One day five weeks earlier she and her family are in their car heading down the highway. Her husband Jason, the love of her life, is driving. The four kids are in the back. Melanie has been writing in her journal when a gust of wind catches a sheet of paper and rips it out the window.
Jason pulls the car over to the side of the road, Melanie gets out and heads into the field at the side of the road to recover her writing. That’s when she hears the awful screech of tires skidding, smells the burning of rubber, and turns around to see another vehicle slam into the rear of her family’s car. The vehicle explodes. Jason and the children are killed instantly.
Melanie’s system copes by shutting down, by blocking out all memories of this day and of her family. The last 20 years, the family years, are erased from her conscious memory. She remembers the day 20 years earlier she graduated law school and went to work in the law office on Broad street. But meeting Jason and falling in love, the day of her wedding, the birth of her children, the building of their house, the times they all spent at the beach, the fights and the love – she can’t remember any of it.
The amnesia acts as an emotional anaesthetic, but it also robs her of herself. She has no sense of who she is. Inside that shell of a body who is Melanie John? What is her life about? Where does she fit? What’s her place, her purpose? Without the stories of the last 20 years she has no way of knowing. Without the stories of her past there is no meaningful present and there can be no meaningful future.
The novel recounts Melanie’s journey to recovering her memories, the pain of her loss and the regaining of her sense of self. One of the things the story reminds us about is that we are made up of our stories. Our sense of self, of who we are, of why where here, of where we fit and where we’re headed are the map by which we make sense of life.

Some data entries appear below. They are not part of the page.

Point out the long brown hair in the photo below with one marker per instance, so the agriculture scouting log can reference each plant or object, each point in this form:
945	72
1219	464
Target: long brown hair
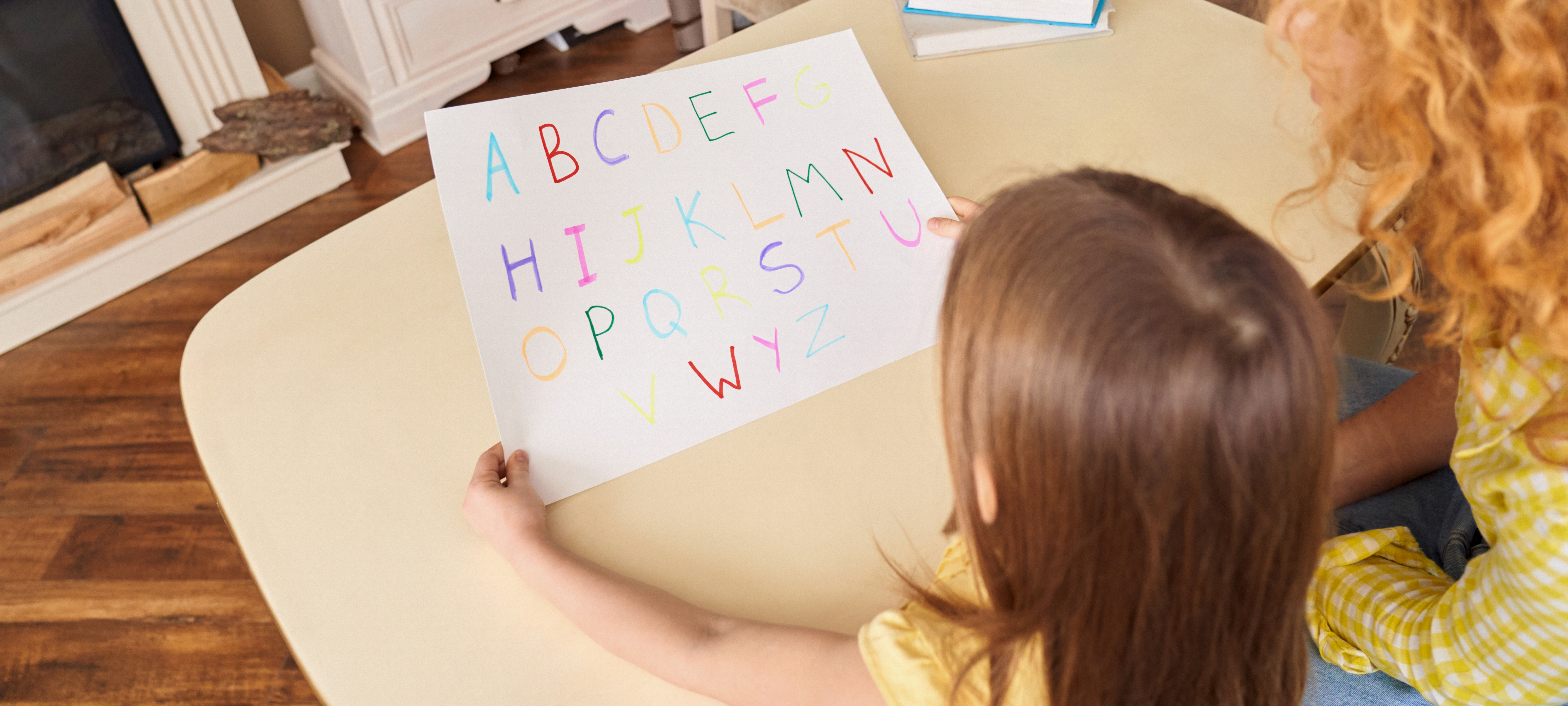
1462	104
1153	391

When you reflect on this you discover that it’s true at both the individual level and the cultural level. As well as our individual stories we are shaped by our cultural stories, stories which tell us who we are, what life’s about, what we should and shouldn’t value. For Christians, the Christian faith provides us with an alternate story to that of our culture, and calls us to its sense of place, of value, of direction and meaning.